6. The 1D structure settings pop-up window is displayed. This presents metadata associated to the selected structure file. These are the data within the shapefile attribute table. The settings window also enables you to select which variables to save from the structure during your simulation. The following variables are initially selected by default:
   • Discharge (i.e. flow)
   • Water elevation (i.e. stage)
   • Water depth
   • Flow velocity
   By default, the 1D structure will utilise the same time settings as the associated 2D model, i.e. save interval, simulation start time and end time. However, the settings window provides the option to change these for each embedded structure, i.e. use a different save interval for data calculated for the 1D structure and/or only record outputs from the 1D structure for a subset of the full simulation period.
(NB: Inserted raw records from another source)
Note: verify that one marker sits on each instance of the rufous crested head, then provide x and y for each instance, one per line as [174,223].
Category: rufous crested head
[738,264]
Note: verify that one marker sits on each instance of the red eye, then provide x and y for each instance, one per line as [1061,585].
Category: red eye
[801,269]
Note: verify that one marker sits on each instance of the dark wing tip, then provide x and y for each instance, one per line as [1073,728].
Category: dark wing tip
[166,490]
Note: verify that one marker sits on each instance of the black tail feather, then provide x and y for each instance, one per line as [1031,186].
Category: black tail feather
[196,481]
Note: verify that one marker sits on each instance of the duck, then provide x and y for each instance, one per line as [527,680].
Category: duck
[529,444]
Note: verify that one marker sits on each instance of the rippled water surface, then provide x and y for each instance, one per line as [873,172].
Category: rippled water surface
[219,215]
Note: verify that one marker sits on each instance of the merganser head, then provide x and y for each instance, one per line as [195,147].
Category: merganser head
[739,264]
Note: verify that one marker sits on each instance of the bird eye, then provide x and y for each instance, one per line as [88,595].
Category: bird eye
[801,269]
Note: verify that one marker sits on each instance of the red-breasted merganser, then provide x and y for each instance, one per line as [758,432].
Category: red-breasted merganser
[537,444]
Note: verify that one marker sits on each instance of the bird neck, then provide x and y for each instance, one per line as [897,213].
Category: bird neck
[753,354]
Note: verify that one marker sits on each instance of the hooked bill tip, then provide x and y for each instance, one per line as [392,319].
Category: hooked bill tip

7. After defining all settings click OK to return to the main 2D interface. The 1D structure shapefile should now appear in the table with any custom settings you’ve applied, as shown below:
   
8. Repeat steps 5 to 7 to add further embedded structures data to your 2D model. There is no limit to the number of shapefiles you can add to this table.
9. If you need to review or further edit settings for an embedded structure you can access the setting pop-up either by double-clicking on a row in the table or highlighting the row and clicking the Edit/View button below the table.
   Furthermore, if you decide that a structure is no longer required in your model then highlight the row in the table and click the Remove button.
10. Finally click the Save button (located bottom right of the 2D model interface) to apply all your edits. If you close the 2D model interface without saving then all unsaved changes from that session will be lost.

It is also possible to view the results from embedded structures in custom time-series plots.